Flavorings were also added to improve the taste.
Mass market and industrialization[ edit ] An advertisement for Schweppes Mineral-Waters Soft drinks soon outgrew their origins in the medical world and became a widely consumed product, available cheaply for the masses.
By the s there were more than fifty soft drink manufacturers — an increase from just ten in the previous decade. Carbonated lemonade was widely available in British refreshment stalls in and in R. There was a Schweppes soda water fountain, situated directly at the entrance to the exhibition.
Tonic water was originally quinine added to water as a prophylactic against malaria and was consumed by British officials stationed in the tropical areas of South Asia and Africa.
As the quinine powder was so bitter people began mixing the powder with soda and sugar, and a basic tonic water was created. The first commercial tonic water was produced in Carbonated drink bottles are under great pressure from the gas, so inventors tried to find the best way to prevent the carbon dioxide or bubbles from escaping.
The bottles could also explode if the pressure was too great. Hiram Codd devised a patented bottling machine while working at a small mineral water works in the Caledonian RoadIslingtonin London in His Codd-neck bottle was designed to enclose a marble and a rubber washer in the neck.
The bottles were filled upside down, and pressure of the gas in the bottle forced the marble against the washer, sealing in the carbonation. The bottle was pinched into a special shape to provide a chamber into which the marble was pushed to open the bottle.

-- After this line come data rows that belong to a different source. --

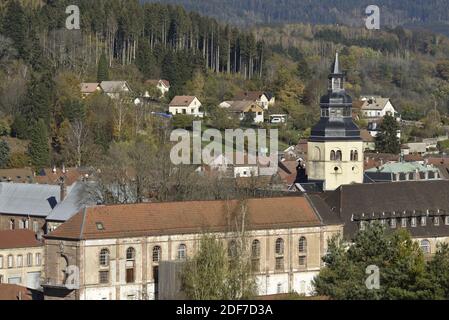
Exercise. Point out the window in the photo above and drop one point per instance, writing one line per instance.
(423, 221)
(157, 253)
(425, 246)
(279, 246)
(130, 254)
(29, 260)
(104, 258)
(182, 252)
(255, 256)
(393, 223)
(280, 288)
(255, 249)
(436, 221)
(35, 226)
(104, 276)
(404, 222)
(19, 261)
(279, 264)
(338, 156)
(302, 245)
(38, 259)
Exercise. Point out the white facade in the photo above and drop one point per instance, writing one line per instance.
(193, 108)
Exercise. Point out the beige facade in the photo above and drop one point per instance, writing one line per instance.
(335, 162)
(126, 276)
(22, 266)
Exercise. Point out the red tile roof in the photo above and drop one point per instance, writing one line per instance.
(14, 292)
(10, 239)
(182, 101)
(120, 221)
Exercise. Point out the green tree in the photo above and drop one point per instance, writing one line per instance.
(387, 140)
(214, 273)
(399, 259)
(14, 26)
(103, 69)
(4, 154)
(39, 150)
(438, 270)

This prevented the marble from blocking the neck as the drink was poured.
This was boosted further by a Trade Show held in London in the same year.Global carbonated beverages market worth was estimated over USD billion in Coca-Cola Company held over 45% of the overall revenue in the same year.

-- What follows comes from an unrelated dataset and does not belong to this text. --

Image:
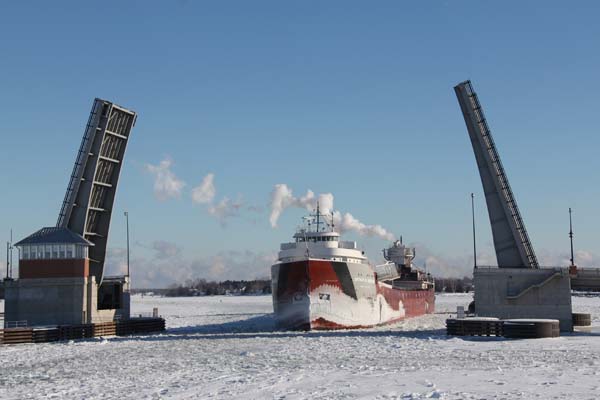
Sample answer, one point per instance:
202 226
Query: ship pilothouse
317 239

Carbonated soft drinks sector is one of the matured sectors in beverages industry. Membership. The British Soft Drinks Association is the national trade association representing the collective interests of producers and manufacturers of soft drinks including carbonated drinks, still and dilutable drinks, fruit juices and bottled waters.
aCknowleDgments this report was developed to provide a detailed understanding of how the soft drink industry works, outlining the steps involved in producing. A soft drink (see terminology for other names) is a drink that typically contains carbonated water (although some lemonades are not carbonated), a sweetener, and a natural or artificial tranceformingnlp.com sweetener may be sugar, high-fructose corn syrup, fruit juice, sugar substitutes (in the case of diet drinks), or some combination of tranceformingnlp.com .

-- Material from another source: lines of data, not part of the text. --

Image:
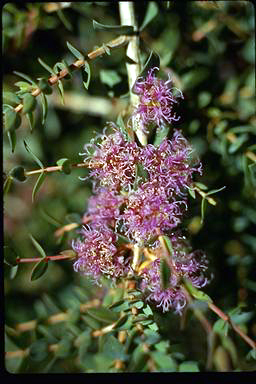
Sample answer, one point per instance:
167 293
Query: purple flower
104 206
113 161
98 254
191 265
156 100
148 210
169 164
170 298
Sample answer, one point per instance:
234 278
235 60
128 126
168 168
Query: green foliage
210 58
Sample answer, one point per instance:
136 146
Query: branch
58 168
78 64
127 16
237 329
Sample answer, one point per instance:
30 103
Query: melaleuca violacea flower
113 161
97 253
156 100
104 206
148 209
169 164
186 264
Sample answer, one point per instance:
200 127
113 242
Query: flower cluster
141 193
191 265
156 100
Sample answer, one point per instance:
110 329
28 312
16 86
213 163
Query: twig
127 16
59 317
78 64
59 168
237 329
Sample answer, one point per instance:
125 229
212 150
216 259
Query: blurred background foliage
209 50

A drink (or beverage) is a liquid intended for human consumption. In addition to their basic function of satisfying thirst, drinks play important roles in human tranceformingnlp.com types of drinks include plain drinking water, milk, cow milks, coffee, tea, hot chocolate and soft tranceformingnlp.com addition, alcoholic drinks such as wine, beer, and liquor, which contain .
The existing players in the soft drink industry have much advantage relative to new entrants. First, supply-side economy discourages new entrants by forcing them to enter the market in large scale.